Dorothy Malone (born January 30, 1925) is an Academy Award-winning American actress.
She was christened Dorothy Eloise Maloney. Much of her early career was spent in supporting roles in Grade-B Westerns, although on occasion she had the opportunity to play small but memorable roles, such as that of the young, brainy, lusty, bespectacled bookstore clerk in The Big Sleep, with Humphrey Bogart, in 1946.
In 1956, Malone dyed her hair blonde to co-star with Rock Hudson, Lauren Bacall, and Robert Stack in director Douglas Sirk's melodrama, Written on the Wind. Her portrayal of the dipso-nymphomaniac daughter of a Texas oil baron won her the Oscar as Best Supporting Actress. As a result, she was offered meatier roles in better films, including Man of a Thousand Faces (with James Cagney), Tarnished Angels (again with Hudson and Stack, again directed by Sirk), and The Last Voyage (with Stack).
Malone became a household name when she accepted the lead role of Constance MacKenzie Carson on the ABC primetime serial Peyton Place, on which she starred from 1964 through 1968. Her last notable screen appearance was as a mother convicted of murdering her family in Basic Instinct (1992), with Michael Douglas and Sharon Stone.

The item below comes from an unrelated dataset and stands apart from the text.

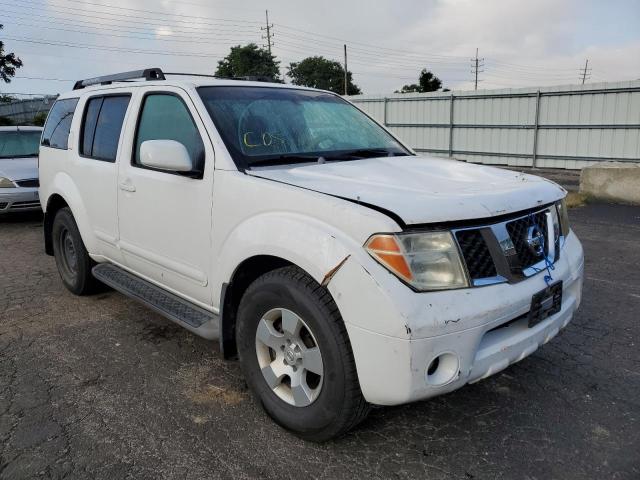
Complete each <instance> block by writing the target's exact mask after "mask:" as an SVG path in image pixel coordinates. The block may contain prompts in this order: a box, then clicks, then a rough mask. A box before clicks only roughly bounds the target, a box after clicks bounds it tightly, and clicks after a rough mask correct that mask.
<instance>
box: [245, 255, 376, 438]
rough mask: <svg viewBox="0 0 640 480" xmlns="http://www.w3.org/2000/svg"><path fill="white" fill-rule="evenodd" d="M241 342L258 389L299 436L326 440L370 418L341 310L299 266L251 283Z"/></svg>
mask: <svg viewBox="0 0 640 480" xmlns="http://www.w3.org/2000/svg"><path fill="white" fill-rule="evenodd" d="M236 341H237V344H238V352H239V355H240V361H241V364H242V369H243V371H244V374H245V377H246V379H247V383H248V384H249V387H250V388H251V390H252V392H253V393H254V395H255V396H256V398H257V399H258V400H259V401H260V403H261V404H262V405H263V407H264V409H265V410H266V412H267V413H268V414H269V415H270V416H271V417H272V418H273V419H274V420H275V421H276V422H277V423H278V424H280V425H281V426H283V427H285V428H287V429H289V430H291V431H293V432H294V433H295V434H297V435H298V436H300V437H302V438H304V439H307V440H313V441H325V440H328V439H330V438H333V437H336V436H338V435H341V434H342V433H345V432H346V431H348V430H349V429H351V428H352V427H354V426H355V425H357V424H358V423H359V422H360V421H362V420H363V419H364V418H365V417H366V415H367V413H368V411H369V405H368V404H367V402H366V401H365V400H364V398H363V397H362V393H361V391H360V385H359V383H358V378H357V374H356V369H355V362H354V359H353V354H352V352H351V345H350V343H349V338H348V335H347V332H346V329H345V327H344V323H343V322H342V318H341V317H340V314H339V312H338V308H337V306H336V305H335V303H334V302H333V299H332V298H331V295H330V294H329V292H328V291H327V290H326V288H324V287H321V286H320V285H319V284H318V283H317V282H315V280H313V279H312V278H311V277H309V276H308V275H307V274H306V273H305V272H303V271H302V270H300V269H299V268H297V267H285V268H281V269H278V270H274V271H272V272H269V273H267V274H265V275H263V276H262V277H260V278H258V279H257V280H256V281H255V282H254V283H253V284H251V285H250V286H249V288H248V289H247V291H246V292H245V294H244V296H243V297H242V300H241V302H240V307H239V309H238V319H237V328H236Z"/></svg>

Malone was married and divorced three times and has two daughters from her first marriage. Well known in Hollywood to be a heavy drinker, she often came into conflict with film directors and movie moguls alike. Famed actor Richard Widmark walked off a set while filming a picture with her because she showed up to work drunk more times than his patience would allow. During the filming of Written on the Wind she supposedly shot her drunk scene while actually inebriated. Apparently the director didn't realize she was using real alcohol in the props that day. A drunken Dorothy Malone slurred through her lines and staggered around the set and everyone thought she was trying to stay in character, but in reality it was reported she was falling down drunk during most of that film's production.